Security was well managed with a clear perimeter and friendly staff that drew heavily from local police departments. The cops we talked to really enjoyed the experience and were treated well. The back story from many of the staff and even some of the media personnel, however, was a looming memory of working the Route 91 Harvest Festival in Las Vegas, where a gunman killed more than 50 people and injured nearly 400 last year. This, like Route 91, was also a Live Nation event and even featured some of the same performers. As such, some cars got searched for firearms and no chances were taken by the Live Nation team. That amount of caution paid off, and hopefully it stood as a healing experience for the staff.

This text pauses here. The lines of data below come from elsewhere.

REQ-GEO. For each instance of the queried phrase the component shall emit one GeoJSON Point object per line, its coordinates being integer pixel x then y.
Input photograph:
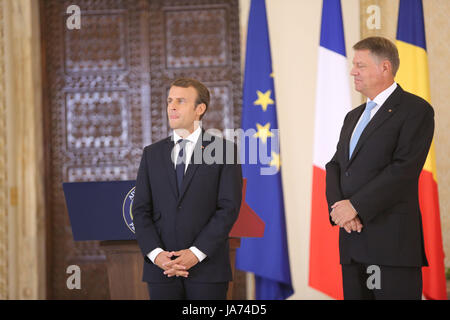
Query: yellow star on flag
{"type": "Point", "coordinates": [263, 99]}
{"type": "Point", "coordinates": [275, 162]}
{"type": "Point", "coordinates": [263, 132]}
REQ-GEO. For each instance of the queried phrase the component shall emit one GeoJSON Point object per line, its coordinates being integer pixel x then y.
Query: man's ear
{"type": "Point", "coordinates": [200, 109]}
{"type": "Point", "coordinates": [387, 66]}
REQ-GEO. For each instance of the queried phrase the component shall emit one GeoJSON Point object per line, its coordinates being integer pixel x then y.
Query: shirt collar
{"type": "Point", "coordinates": [193, 137]}
{"type": "Point", "coordinates": [381, 98]}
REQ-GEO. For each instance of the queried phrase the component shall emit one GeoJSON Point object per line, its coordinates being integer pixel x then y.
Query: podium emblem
{"type": "Point", "coordinates": [127, 209]}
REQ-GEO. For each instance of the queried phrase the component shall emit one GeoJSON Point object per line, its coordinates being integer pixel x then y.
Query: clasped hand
{"type": "Point", "coordinates": [185, 260]}
{"type": "Point", "coordinates": [344, 215]}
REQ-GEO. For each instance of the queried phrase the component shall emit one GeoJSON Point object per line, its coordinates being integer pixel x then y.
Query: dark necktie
{"type": "Point", "coordinates": [181, 162]}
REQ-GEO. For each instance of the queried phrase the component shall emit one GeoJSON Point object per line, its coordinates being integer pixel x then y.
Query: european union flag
{"type": "Point", "coordinates": [266, 257]}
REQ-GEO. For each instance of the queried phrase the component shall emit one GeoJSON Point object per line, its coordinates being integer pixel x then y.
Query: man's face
{"type": "Point", "coordinates": [367, 73]}
{"type": "Point", "coordinates": [181, 108]}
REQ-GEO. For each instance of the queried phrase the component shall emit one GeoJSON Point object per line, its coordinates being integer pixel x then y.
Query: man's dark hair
{"type": "Point", "coordinates": [203, 95]}
{"type": "Point", "coordinates": [381, 48]}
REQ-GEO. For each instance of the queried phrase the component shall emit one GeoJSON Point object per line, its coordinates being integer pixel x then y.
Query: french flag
{"type": "Point", "coordinates": [332, 104]}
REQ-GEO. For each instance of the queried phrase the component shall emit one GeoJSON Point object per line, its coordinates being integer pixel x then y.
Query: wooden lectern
{"type": "Point", "coordinates": [124, 258]}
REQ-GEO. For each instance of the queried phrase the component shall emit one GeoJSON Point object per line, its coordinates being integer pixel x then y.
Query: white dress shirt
{"type": "Point", "coordinates": [189, 149]}
{"type": "Point", "coordinates": [380, 99]}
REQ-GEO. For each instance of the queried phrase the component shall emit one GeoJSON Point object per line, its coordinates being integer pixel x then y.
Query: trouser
{"type": "Point", "coordinates": [372, 282]}
{"type": "Point", "coordinates": [183, 289]}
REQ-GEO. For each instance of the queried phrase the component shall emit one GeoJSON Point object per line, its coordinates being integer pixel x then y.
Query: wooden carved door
{"type": "Point", "coordinates": [105, 88]}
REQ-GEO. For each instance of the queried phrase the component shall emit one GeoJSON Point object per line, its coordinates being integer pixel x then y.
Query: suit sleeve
{"type": "Point", "coordinates": [146, 234]}
{"type": "Point", "coordinates": [407, 162]}
{"type": "Point", "coordinates": [333, 173]}
{"type": "Point", "coordinates": [229, 199]}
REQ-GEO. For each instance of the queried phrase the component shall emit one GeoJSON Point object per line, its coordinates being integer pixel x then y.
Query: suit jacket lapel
{"type": "Point", "coordinates": [384, 113]}
{"type": "Point", "coordinates": [170, 166]}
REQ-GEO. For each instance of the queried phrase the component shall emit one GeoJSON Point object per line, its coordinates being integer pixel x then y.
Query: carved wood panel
{"type": "Point", "coordinates": [104, 100]}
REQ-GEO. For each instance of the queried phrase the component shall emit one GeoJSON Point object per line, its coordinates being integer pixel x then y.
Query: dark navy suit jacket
{"type": "Point", "coordinates": [381, 181]}
{"type": "Point", "coordinates": [202, 215]}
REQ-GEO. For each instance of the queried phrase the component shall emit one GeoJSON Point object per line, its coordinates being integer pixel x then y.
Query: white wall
{"type": "Point", "coordinates": [294, 27]}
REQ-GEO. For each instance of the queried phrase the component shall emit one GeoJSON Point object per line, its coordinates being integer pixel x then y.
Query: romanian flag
{"type": "Point", "coordinates": [413, 77]}
{"type": "Point", "coordinates": [332, 104]}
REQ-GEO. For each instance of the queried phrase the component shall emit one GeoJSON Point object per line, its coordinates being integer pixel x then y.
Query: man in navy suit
{"type": "Point", "coordinates": [372, 180]}
{"type": "Point", "coordinates": [188, 196]}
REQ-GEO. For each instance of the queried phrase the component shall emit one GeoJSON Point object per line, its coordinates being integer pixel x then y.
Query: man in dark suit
{"type": "Point", "coordinates": [188, 196]}
{"type": "Point", "coordinates": [372, 180]}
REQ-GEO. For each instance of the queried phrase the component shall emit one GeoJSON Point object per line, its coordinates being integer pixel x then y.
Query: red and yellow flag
{"type": "Point", "coordinates": [413, 77]}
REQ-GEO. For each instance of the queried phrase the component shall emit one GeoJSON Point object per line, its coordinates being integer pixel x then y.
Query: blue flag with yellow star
{"type": "Point", "coordinates": [266, 257]}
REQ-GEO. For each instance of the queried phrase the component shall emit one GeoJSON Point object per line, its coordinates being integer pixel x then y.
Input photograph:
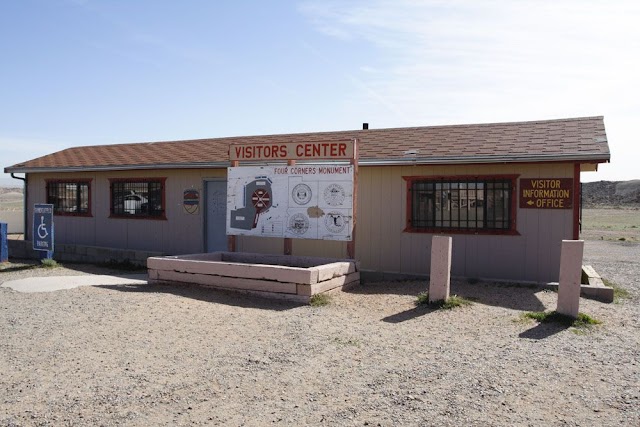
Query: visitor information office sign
{"type": "Point", "coordinates": [291, 201]}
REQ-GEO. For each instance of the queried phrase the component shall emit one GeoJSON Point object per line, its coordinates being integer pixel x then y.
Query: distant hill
{"type": "Point", "coordinates": [611, 194]}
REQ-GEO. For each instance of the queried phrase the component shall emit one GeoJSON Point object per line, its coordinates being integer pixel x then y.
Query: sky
{"type": "Point", "coordinates": [84, 72]}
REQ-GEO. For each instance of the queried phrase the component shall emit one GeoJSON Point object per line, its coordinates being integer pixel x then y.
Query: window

Buena Vista did catch a bit of star-fever, with locals firing off pictures scored with Dierks Bentley at the Lariat, The Jailhouse and in VIP situations around the festival grounds. Kiefer Sutherland was spotted down south, rubbing elbows with patrons of Benson’s Tavern in Salida. Bentley and Live Nation were open to local interaction and did seem to show genuine appreciation to the community. He even added local pickers Rapidgrass to the lineup on one of his visits. A shuttle brought festival goers in the mornings and late night from The Meadows to downtown for food and entertainment. A healthy, but not overwhelming amount of traffic arrived in BV over the course of the weekend. Buena Vista Chief of Police Jimmy Tidwell reported some traffic backup, but not “not one arrest related to the concert.” Locals did grumble somewhat about the lack of single day passes, but there was a surprising sense of contentment with the way this event proceeded compared to previous events.
As a whole, the Seven Peaks Music Festival should be considered a win. The Meadows and Buena Vista have been established on a national stage as a low key, friendly, mountain resort-style music venue that can accommodate a large crowd. It can offer the best of the back country with basic, but quality amenities at a fair price. Festivals of this nature every few months have the potential to be a boom to the local economy and culture without destroying the integrity of the community – as long as these events continue to be well-managed, well-secured, and well-mannered.